For this example, I have chosen a Pomegranate (Puncia Granatum).
This is the way it looked when I brought
it home from the nursery. It stood about four feet tall. The rootage
looked very interesting, and the tree itself seemed to have a lot of
different possibilities. Like most deciduous trees, it lends itself
very nicely to an informal upright style (Moyogi).
At the nursery, I examined the tree out of the container and saw that it had lots of nice white roots along the perimeter of the root ball and that the leaves had good color and that the plant was in generally good health. Summer is a good time to work on pomegranate, so I set to it!
The first step in cleaning this tree up
is thinning out the trunk structure and extraneous lower branches which
will not be part of the tree's design. First, I removed the thick lower
branch from the base of the trunk. Second, I trimmed off some of the
other lower branches and shortened those branches that I wanted to
keep.
At this point, the general trunk structure becomes apparent. You can
follow a single line from the roots to the top and see the direction
that the trunk moves. This will determine much of what follows.
For this tree, there are relatively few
options for a front. By examining the root and branch structure, I
determined that it would be best to place the first branch to the left,
about a third of the way up the tree, and to position the front so that
the movement of the trunk was accentuated and so that the distinctive
rootage was clearly displayed.
At this point, you can see how the rootage and trunk harmonize and how neither calls too much attention to itself. The front should entice the viewer to look at the tree and to follow the trunk from the base to the apex.
Once the front is determined, it is just
a matter of following the trunk up to its termination. Because the
first branch should be positioned at roughly one third of the height of
the tree, it is easy to determine the proper point at which the apex
should be positioned. Usually, the apex is formed by cutting off the
trunk and wiring a small side branch up to form a new apex as was done
in this case.
For this tree, I wanted to start with a
strong left branch and since there isn't much on the right side to
balance it, I brought the back branch around to the right to fill in
some of that space. The branches alternate going up the trunk, until
the top at the apex. The branches should form a triangle shape when
completely formed with the apex being one point and ends of the two
lowest branches forming the other two points. For this tree, we will
wait until there is some growth on the old wood to cut back the branches
to prune it for shape. When completed, the tree will have a nice
triangle shape to it.
In contrast, younger trees have branches
that grow vertically. To simulate age, you will want to wire your branches
so that they have a horizontal structure to them and so that they are
positioned according to the style. In this case, a back branch was
brought around to the right to fill the space where there is currently
no branches.
Now, the basic structure is completed. The branches are left long (longer than they will be when the design is complete) to allow them to thicken. They will be pruned back when they reach their appropriate thickness and when new growth starts to appear.

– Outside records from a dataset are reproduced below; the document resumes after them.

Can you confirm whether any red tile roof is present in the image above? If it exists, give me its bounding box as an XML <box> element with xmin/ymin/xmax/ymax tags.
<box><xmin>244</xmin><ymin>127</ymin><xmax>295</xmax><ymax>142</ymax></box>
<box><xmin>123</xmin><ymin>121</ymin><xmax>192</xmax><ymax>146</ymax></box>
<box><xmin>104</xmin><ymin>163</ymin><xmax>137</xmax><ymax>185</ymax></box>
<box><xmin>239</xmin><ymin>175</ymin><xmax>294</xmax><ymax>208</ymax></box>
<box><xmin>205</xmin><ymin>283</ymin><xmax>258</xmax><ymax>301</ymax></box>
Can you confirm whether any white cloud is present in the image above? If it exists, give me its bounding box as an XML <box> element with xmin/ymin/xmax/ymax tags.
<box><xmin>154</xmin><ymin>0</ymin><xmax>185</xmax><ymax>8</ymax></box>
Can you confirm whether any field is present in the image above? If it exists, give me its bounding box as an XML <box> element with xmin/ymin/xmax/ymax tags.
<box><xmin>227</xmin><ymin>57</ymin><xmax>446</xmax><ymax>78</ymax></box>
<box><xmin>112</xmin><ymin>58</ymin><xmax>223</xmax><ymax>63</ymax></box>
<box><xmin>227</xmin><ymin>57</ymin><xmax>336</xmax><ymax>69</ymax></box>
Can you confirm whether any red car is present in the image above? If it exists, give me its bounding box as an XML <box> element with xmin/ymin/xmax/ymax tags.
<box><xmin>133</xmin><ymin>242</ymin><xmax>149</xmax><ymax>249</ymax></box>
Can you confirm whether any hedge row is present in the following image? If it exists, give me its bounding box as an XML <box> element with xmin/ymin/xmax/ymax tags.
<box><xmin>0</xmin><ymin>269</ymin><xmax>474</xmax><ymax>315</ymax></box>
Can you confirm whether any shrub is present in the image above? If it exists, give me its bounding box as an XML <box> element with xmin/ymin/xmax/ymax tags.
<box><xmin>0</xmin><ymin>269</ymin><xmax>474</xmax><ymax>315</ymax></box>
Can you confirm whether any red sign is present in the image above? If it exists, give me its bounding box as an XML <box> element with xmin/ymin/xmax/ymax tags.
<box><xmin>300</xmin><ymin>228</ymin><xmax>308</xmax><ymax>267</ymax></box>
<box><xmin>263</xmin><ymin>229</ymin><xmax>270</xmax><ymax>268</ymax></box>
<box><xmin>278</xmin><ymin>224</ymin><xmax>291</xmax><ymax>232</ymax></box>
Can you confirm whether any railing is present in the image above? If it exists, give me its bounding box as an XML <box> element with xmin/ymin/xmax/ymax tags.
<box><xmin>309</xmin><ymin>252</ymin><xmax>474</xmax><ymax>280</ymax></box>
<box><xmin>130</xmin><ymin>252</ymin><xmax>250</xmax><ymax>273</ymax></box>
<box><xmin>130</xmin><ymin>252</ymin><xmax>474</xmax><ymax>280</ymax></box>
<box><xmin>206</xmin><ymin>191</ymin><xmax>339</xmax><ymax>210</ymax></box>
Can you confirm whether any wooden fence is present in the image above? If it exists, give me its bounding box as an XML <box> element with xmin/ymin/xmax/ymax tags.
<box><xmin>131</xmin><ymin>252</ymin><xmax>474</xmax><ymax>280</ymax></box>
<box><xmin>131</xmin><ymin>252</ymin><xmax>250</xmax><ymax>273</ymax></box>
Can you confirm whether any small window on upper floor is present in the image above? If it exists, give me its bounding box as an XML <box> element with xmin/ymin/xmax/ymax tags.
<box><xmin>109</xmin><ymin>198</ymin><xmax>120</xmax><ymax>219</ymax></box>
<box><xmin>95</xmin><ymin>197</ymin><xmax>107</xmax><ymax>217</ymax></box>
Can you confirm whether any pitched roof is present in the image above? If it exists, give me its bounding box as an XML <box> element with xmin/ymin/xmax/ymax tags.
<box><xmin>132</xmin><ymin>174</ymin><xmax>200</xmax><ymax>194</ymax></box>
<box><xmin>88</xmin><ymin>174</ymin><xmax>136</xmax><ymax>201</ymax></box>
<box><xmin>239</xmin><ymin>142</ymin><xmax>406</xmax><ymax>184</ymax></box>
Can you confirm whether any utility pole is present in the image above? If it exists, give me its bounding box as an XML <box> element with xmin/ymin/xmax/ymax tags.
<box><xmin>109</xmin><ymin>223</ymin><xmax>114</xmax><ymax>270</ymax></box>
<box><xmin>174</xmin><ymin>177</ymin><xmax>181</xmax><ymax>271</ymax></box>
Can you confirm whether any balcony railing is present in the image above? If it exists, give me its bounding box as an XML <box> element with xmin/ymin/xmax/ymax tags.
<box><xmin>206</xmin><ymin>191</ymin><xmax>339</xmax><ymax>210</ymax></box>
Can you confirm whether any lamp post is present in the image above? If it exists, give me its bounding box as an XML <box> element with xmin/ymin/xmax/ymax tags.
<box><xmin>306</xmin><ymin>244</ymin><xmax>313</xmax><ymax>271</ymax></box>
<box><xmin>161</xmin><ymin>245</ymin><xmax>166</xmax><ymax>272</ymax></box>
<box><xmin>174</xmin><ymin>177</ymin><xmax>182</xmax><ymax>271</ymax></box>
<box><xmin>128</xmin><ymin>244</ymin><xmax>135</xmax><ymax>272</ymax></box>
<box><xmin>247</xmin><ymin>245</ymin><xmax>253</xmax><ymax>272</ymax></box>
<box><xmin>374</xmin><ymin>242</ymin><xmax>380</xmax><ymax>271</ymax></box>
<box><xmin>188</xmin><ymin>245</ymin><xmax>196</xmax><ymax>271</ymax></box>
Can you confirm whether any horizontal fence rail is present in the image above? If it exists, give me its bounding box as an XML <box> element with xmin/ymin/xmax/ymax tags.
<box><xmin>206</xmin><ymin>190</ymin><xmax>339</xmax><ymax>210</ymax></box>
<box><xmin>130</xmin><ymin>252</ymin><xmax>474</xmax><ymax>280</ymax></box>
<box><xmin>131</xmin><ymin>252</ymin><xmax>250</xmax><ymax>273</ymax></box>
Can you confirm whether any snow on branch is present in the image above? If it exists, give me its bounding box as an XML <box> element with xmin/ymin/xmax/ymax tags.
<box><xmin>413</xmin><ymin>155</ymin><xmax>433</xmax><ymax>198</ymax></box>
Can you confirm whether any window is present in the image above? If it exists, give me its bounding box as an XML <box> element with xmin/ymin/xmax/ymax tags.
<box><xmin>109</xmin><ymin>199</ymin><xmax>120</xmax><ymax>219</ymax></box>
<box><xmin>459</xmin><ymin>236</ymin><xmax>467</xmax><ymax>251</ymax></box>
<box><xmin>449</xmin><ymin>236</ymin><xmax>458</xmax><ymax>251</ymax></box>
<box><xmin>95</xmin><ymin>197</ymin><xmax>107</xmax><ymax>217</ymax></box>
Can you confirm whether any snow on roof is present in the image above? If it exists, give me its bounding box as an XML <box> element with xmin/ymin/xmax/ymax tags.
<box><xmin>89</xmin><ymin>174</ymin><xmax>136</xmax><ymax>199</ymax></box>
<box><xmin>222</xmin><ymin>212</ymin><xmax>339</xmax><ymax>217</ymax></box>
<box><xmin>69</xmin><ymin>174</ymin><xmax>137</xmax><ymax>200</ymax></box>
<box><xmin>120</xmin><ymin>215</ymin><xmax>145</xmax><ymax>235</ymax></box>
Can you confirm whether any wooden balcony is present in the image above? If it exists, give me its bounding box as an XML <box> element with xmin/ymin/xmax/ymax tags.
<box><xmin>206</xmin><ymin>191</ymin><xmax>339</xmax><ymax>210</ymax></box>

After a few more months of devleopment, some of the branches could be cut
back, and the branches that were too thick for the top of the tree were
removed and replaced with thinner, newer growth.
These branches will be allowed to develop some more, and next summer I will determine what branches will be kept for the final design. There is still a lot of area, particularly toward the apex that needs to be filled in, but the base of the tree, the trunk and rootage are very strong. As this tree develops, it will form a very strong outline and will look splendid with small fruit hanging from its delicate branches.